For all the UI faults for which it is appropriately criticized (many of which are cured in the current verions 8, but not all of them), one of the things that Lotus Notes is really good at is security. As the first commercial software package to offer a full PKI-based authentication, signature and encryption package, it was adopted quite early by a number of federal agencies with three letter acronyms. That’s public knowledge. And though I have no direct knowledge of this, it seems very reasonable to me to conclude that if Lotus put a lot of extra effort into the password dialog – something that seems on the surface to be quite trivial, which most vendors put almost no effort into, and which most customers would never care about, but which is obviously of great interest to those who value security the most – then they probably had some very specific requirements and advice from people at those three-letter agencies. And, no disrespect intended, but those three-letter agency folks know quite a bit more about good security design than you or I do, and they care very little about what we are used to or whether users will think that their security design goals make some aspects of the user experience worse.

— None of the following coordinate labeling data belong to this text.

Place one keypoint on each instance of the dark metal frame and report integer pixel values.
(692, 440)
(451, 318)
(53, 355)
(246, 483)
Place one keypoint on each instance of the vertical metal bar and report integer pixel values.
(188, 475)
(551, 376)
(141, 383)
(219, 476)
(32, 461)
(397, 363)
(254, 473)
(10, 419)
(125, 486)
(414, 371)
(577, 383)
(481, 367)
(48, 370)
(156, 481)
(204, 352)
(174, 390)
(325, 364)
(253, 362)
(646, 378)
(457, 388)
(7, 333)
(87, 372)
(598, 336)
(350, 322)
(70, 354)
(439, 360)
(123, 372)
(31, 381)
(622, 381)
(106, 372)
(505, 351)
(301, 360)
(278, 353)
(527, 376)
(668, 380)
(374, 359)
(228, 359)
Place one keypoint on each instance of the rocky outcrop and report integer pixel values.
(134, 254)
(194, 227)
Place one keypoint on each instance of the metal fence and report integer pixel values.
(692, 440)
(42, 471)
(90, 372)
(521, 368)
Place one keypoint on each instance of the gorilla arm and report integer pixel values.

I think “reveal password” feature is ok for wireless securities since it requires a long passphrase or key (e.g., 13 characters long). But for other softwares which usually have a limit of a minimum of 6 , people usually keep a password they can remember (unlike in wireless, where the pass key can be a 10-digit long number)

Not trying to troll here, but the hieroglyphics on Lotus Notes are
not for distracting people looking above your shoulder. They change
as you type the password, and their purpose is to prevent spoofing
of the login window by a trojan or malware trying to capture
the password.

And since as much as, oh, two percent of users know this, they’re essentially worthless.

I’ve always wondered about the meeting at which that login window
for Notes got approved.

The Lotus corporate culture is pretty strange:

  1. They’re not part of IBM even if IBM think they are.
  2. They know better than everyone else (including professional UI/interaction designers) what’s good for the user.
  3. If people don’t understand their work it’s because the people are idiots and can’t be helped.

It’s been a few years since I dealt with them but I haven’t seen any sign that this has changed recently.

If Windows were to implement this, I would hope that there would be a way to turn it off via group policies - I can just imagine some malicious person sneaking in and checking the “show password” box while someone wasn’t looking, then watching while some person who didn’t know enough about computers to notice puts in their password and… bang! It would be useful at home, sure, but for corporations, schools, government, etc, it would be too big of a security risk.

The hieroglyphics are indeed a feature. Think of them as a one-way visual hash of your password. They’re not random; if you type in the same password, you see the same glyphs, so it lets you know you did not mistype without having to use clear text.

I totally agree; I’ve said before that allowing the user to reveal the password actually increases security, because it can give the user the confidence to use more secure passwords: http://www.exubero.com/blog/20060823_Unmask_Password.html

If the Lotus Notes symbols prevent spoofing, don’t they come a bit late? A spoofed dialog could still remember your keystrokes even if you didn’t hit enter.